Неслучайно, даже автор очень популярной в России с конца 70-х годов XVIII века кулинарной книги, со свойственной эпохе обстоятельностью названной «Словарь поваренный, приспешничий, кондиторский и дистиллаторский, содержащий по азбучному порядку подробное и верное наставление к приготовлению всякого рода кушанья из французской, немецкой, голландской и английской поварни…»[190]
, писатель, переводчик, а также драматург В. А. Левшин предпочитал не вводить собственные кулинарные интересы в свои литературные произведения.

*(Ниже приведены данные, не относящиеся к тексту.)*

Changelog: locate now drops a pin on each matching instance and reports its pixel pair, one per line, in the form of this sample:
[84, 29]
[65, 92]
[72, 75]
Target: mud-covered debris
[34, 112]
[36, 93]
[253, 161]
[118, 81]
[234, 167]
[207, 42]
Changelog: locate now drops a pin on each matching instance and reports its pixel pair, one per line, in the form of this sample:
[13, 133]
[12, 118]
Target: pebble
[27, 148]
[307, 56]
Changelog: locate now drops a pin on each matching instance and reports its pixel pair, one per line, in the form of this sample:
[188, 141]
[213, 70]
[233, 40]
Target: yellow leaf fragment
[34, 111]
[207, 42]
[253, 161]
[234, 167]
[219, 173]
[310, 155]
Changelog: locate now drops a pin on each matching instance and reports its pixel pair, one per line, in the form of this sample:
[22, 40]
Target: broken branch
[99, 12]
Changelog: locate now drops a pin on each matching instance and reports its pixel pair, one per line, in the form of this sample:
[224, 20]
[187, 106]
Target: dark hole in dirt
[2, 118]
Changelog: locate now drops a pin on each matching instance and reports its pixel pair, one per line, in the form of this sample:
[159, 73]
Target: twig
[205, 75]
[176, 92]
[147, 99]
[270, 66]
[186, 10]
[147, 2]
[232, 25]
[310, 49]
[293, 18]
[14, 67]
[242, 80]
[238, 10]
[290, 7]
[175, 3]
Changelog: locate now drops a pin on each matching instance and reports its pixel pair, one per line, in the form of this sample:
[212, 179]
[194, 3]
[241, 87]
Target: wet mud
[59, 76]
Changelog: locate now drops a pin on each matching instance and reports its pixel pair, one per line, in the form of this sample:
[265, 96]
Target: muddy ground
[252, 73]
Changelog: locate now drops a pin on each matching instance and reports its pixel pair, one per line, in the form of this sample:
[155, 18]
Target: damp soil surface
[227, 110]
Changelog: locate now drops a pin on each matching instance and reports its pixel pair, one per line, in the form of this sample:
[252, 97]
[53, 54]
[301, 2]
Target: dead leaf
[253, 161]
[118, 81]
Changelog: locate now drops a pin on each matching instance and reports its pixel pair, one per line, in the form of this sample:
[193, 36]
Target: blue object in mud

В его появившейся в 1794 году (то есть почти одновременно с выходом «Словаря…») пьесе «Свадьба Волдырева», открывшей вместе с более ранней, 1788 года, анонимного авторства «Свадьбой Промоталова» долгий ряд «свадеб» русской драматургии, образы застолья и упоминания о еде как таковой отсутствуют.Принято считать, что первым ввел «кулинарный антураж» в русскую словесность XVIII века Д. И. Фонвизин, тонкий ценитель кухни, как явствует из его путевых заметок и дневников, а также слывший, по воспоминаниям современников, «совершенным гурмэ» И. А. Крылов, который в буквальном смысле вывел пирог на сцену, т. е. сделал его смысловым центром одноименной комедии. Но это была бытовая комедия – жанр, по-прежнему воспринимавшийся литературным сознанием эпохи как популярный и продуктивный, но все же «низкий».
«Высокой» поэзии конца XVIII века – начала XIX века гастрономические образы и темы были чужды, по крайней мере до тех пор, пока Пушкин не легализовал их в статусе «поэтических предметов»[191]
, однако и он будет полуиронизировать-полуоправдываться в «Евгении Онегине» из-за того, что слишком часто говорит «о разных кушаньях и пробках». В 1837 году выходит первая и единственная в истории русской литературы гастрономическая поэма «Обед» В. С. Филимонова (1787–1858)[192], описания застолий как средство создания национального колорита или способ психологического портретирования нередко встречаются в романтической прозе первой трети XIX века. Наконец в 1844–1845 годы «Записки для хозяек», выходившие приложением к «Литературной газете», публикуют лекции «доктора энциклопедии и прочих наук» Пуфа о кухонном искусстве, составленные В. Ф. Одоевским[193], однако в конце XVIII – начале XIX века мотивы трапезы оставались для русской словесности второстепенными. Классицистическое противопоставление «высоких» и «низких» предметов – «то, что возвышенно…, – вне быта, а то, что прикосновенно быту…, возвышенным быть не может»[194] по-прежнему оставалось в силе.Что делает Г. Р. Державин? В самом общем виде можно сказать, что он выводит «проблематику трапезы» из области бытописания и вводит ее в контекст глубочайших размышлений о смысле и цели человеческой жизни. Уже в стихотворении 1779 года «На смерть князя Мещерского» трапеза знаменует саму «жизнь жительствующую». Напряженное противопоставление «стола яств» как овеществленной полноты жизни «гробу» – столь же овеществленному небытию («Где стол был яств, там гроб стоит») создает кульминацию не только строфы, но и произведения в целом, в том числе и на формальном уровне – 44-я из 88 строк, она буквально делит текст пополам. Однако развернутые образы трапезы будут преобладать лишь у зрелого Державина – «Приглашение к обеду» было создано в 1795 году, «Похвала сельской жизни» в 1795, «Евгению. Жизнь Званская» появляется в 1807. «Застолье, – пишет С. С. Аверинцев, – один из важнейших символов, переходящих из одного стихотворения Державина в другое. Он приглашает нас на пир своей поэзии, как хлебосольный и тороватый хозяин, – и сам, как гость, с изумлением, с нерастраченным детским восторгом, ни к чему не привыкая и не остывая… благодарно смотрит на щедроты бытия»[195]
. Далее мы попытаемся показать, что парой «созерцание-приглашение» определяется специфика трактовки образов трапезы в державинской поэзии.